With that being said, I would like to begin with a broad and general overview of the current patentability issues.  The first hurdle in the patent process is actually having something that is patentable subject matter.  The nexus of the debate is 35 U.S.C. § 101 which provides:  “Whoever invents or discovers any new and useful process, machine, manufacture, or composition of matter, or any new and useful improvement thereof, may obtain a patent thereof, subject to the conditions and requirements of this title.”  The statute is inherently ambiguous and has enjoyed broad interpretation, when applied by the courts, to determine if something is actually patentable subject matter.  See, e.g., Diamond v. Chakrabarty, 447 U.S. 303, 309 (1980) (statutory subject matter “include[s] anything under the sun that is made by man.”).  However, the statute does not afford limitless possibilities and probabilities to the inventors of the world.

There are three specific categories that are off limits to the powers afforded by obtaining a patent:  the laws of nature, physical phenomena, and abstract ideas.  Diamond v. Diehr, 450 U.S. 175, 185 (1981).   The primary reasoning for unpatentability was articulated in Gottschalk v. Benson, 409 U.S. 63, 67 (1972), whereby the Court reasoned that, although these three categories could be discovered, they ultimately “are the basic tools of scientific and technological work.”  The rationale is simple, if these basic building blocks of nature were allowed the protective rights of a patent, specifically the right to exclude others from practicing the inventions or discoveries, the world of research would be drastically encumbered and hindered.  These excluded categories, the basic building blocks, are utilized by scientists, inventors, and theorists to create patentable subject matter.

While the discovery of any of the three excluded categories does not qualify for patentability, the application of them that leads to a new and useful process, machine, manufacture, or composition of matter, may very well lead to a patent, including those that have helped to fuel the explosion of scientific research in biotechnology.  Diehr, 450 U.S. at 187.  Those developments have spawned the creation of personalized medicine.  Science is moving forward and is forcing the law to keep pace.
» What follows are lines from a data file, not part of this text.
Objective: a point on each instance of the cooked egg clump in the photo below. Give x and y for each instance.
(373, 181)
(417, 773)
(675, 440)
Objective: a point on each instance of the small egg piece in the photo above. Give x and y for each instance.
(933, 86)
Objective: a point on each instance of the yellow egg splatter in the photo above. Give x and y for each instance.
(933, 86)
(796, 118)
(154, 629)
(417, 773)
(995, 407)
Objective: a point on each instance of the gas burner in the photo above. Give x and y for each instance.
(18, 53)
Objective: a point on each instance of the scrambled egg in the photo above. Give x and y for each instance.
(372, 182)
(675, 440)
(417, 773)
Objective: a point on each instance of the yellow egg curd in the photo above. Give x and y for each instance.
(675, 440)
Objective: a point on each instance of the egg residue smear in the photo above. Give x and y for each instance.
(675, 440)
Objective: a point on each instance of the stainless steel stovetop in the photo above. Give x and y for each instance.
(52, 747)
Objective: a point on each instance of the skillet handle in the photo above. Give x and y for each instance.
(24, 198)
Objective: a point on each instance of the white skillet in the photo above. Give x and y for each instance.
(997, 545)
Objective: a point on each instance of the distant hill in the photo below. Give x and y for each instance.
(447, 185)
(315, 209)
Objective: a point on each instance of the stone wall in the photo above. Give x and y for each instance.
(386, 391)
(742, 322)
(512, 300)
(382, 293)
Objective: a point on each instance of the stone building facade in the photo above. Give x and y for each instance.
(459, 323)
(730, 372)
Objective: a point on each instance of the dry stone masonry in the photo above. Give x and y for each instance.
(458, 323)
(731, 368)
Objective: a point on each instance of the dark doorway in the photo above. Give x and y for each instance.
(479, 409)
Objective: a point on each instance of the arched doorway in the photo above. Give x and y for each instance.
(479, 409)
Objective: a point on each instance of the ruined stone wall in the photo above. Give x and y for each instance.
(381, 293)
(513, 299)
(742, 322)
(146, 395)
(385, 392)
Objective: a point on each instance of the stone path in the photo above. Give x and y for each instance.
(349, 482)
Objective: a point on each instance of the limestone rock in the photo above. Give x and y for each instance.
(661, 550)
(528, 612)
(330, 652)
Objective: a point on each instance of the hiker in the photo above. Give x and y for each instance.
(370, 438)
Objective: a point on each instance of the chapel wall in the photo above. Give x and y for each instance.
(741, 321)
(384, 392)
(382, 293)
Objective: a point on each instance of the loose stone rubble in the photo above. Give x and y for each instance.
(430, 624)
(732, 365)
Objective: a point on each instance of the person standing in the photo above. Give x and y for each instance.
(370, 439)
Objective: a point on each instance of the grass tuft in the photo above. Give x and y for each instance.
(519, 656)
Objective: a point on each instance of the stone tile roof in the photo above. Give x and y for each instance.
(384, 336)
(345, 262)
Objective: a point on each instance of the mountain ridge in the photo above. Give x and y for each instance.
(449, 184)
The paradigm to determine the patentability of nanotechnology related to biological material might be altered in the near future due to the Supreme Court hearing the case of In re Bilski (the discussion of this case and the implications of the opinion has the potential to occupy many future posts).  The Court heard oral arguments on In re Bilski on November 9, 2009, and the forthcoming opinion in that matter will have an impact on the patentability of processes, including those that have helped to fuel the explosion of scientific research in biotechnology.  As a result, the development of personalized medicine hangs in the balance.
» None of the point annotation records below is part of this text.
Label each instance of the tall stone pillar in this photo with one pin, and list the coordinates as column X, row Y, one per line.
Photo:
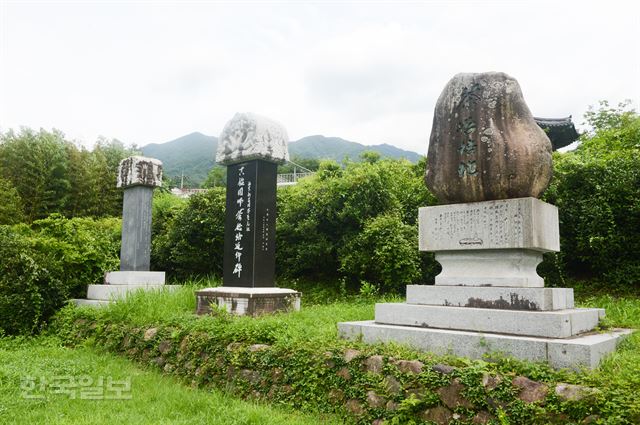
column 138, row 176
column 251, row 147
column 488, row 162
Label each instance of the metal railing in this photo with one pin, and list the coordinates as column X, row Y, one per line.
column 291, row 178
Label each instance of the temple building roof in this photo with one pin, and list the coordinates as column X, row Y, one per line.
column 560, row 131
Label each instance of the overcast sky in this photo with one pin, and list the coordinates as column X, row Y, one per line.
column 370, row 72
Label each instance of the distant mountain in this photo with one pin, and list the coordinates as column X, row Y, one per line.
column 321, row 147
column 194, row 154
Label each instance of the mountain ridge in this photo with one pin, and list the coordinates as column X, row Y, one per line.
column 194, row 154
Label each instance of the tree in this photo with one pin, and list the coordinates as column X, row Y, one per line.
column 11, row 210
column 37, row 166
column 597, row 191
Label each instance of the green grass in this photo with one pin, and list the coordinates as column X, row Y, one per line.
column 155, row 399
column 314, row 329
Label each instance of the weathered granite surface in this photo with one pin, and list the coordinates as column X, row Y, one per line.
column 585, row 350
column 140, row 170
column 501, row 224
column 485, row 143
column 503, row 298
column 243, row 301
column 250, row 136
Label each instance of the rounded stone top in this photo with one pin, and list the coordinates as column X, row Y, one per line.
column 485, row 144
column 139, row 171
column 250, row 136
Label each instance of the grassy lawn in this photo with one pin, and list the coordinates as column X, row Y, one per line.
column 158, row 398
column 154, row 399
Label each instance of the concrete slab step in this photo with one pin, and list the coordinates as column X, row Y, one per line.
column 581, row 351
column 90, row 303
column 492, row 297
column 551, row 324
column 134, row 278
column 109, row 292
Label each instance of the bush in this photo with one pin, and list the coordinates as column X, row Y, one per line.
column 44, row 266
column 328, row 224
column 599, row 206
column 597, row 191
column 384, row 252
column 188, row 240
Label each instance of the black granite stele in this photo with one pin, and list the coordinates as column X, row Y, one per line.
column 250, row 225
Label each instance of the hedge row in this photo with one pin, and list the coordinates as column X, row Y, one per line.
column 363, row 384
column 45, row 265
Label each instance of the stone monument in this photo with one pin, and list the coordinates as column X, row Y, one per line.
column 251, row 147
column 138, row 176
column 488, row 162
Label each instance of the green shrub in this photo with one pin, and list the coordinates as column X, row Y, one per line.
column 44, row 266
column 599, row 206
column 327, row 224
column 384, row 252
column 597, row 191
column 188, row 240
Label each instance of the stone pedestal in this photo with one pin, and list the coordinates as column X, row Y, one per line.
column 250, row 225
column 247, row 301
column 489, row 297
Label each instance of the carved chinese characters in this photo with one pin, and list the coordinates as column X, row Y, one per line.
column 251, row 146
column 484, row 142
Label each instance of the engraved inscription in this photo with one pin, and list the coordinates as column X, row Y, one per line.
column 498, row 224
column 470, row 241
In addition to the legal, scientific, and ethical debates, there are the personal policy concerns.  A few worth mentioning are those relating to autonomy, freedom to make decisions about resolving/preventing health issues, the right to feel safe about the treatments we receive, and the list goes on.  The point I am trying to make is that we are on the precipice of a new era with the interaction of nanotechnology, personalized medicine, and the law, and we stand to gain more than we could ever have imagined or we stand to lose more than we ever bargained for.